Data-driven algorithms are used to inform decision making in a growing number of socially impactful domains, including criminal justice, finance, education, and hiring (O’Neil, 2016). The increasing influence of these systems has prompted a corresponding increase in public concern over their potential to produce discriminatory outputs. There is ample evidence that such concerns are well founded: algorithmic models used to generate criminal recidivism predictions (Larson et al., 2016; Chouldechova, 2017), employment advertising (Datta et al., 2015), and web product pricing (Valentino-DeVries et al., 2012) have all been shown to discriminate based on protected attributes (e.g. race or gender).

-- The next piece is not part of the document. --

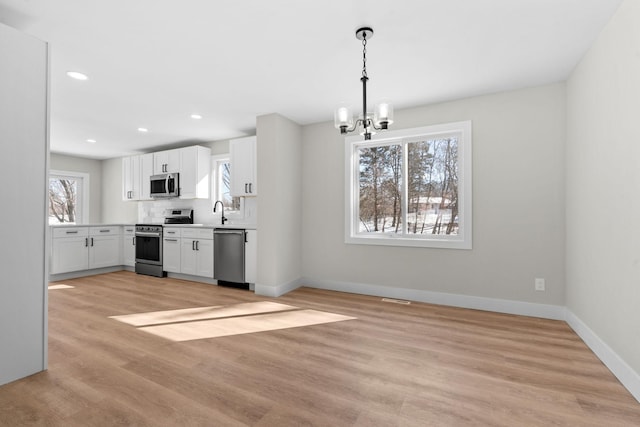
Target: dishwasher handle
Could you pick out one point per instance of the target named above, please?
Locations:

Discriminatory behavior is not a deliberate feature of these systems, but rather the result of biases present in the input data used to train the systems (Calders and Žliobaitė, 2013). A key hurdle for industrial applications of machine learning models is thus to determine whether the raw input data used to train the model contains discriminatory bias. This question is not straightforward: there are many ways to quantify bias, and many subtleties to consider when interpreting the results of such measurements. In light of this difficulty, we present a case study which examines the ability of six different fairness metrics to detect unfair bias in predictions generated by models trained on datasets containing known, artificial bias.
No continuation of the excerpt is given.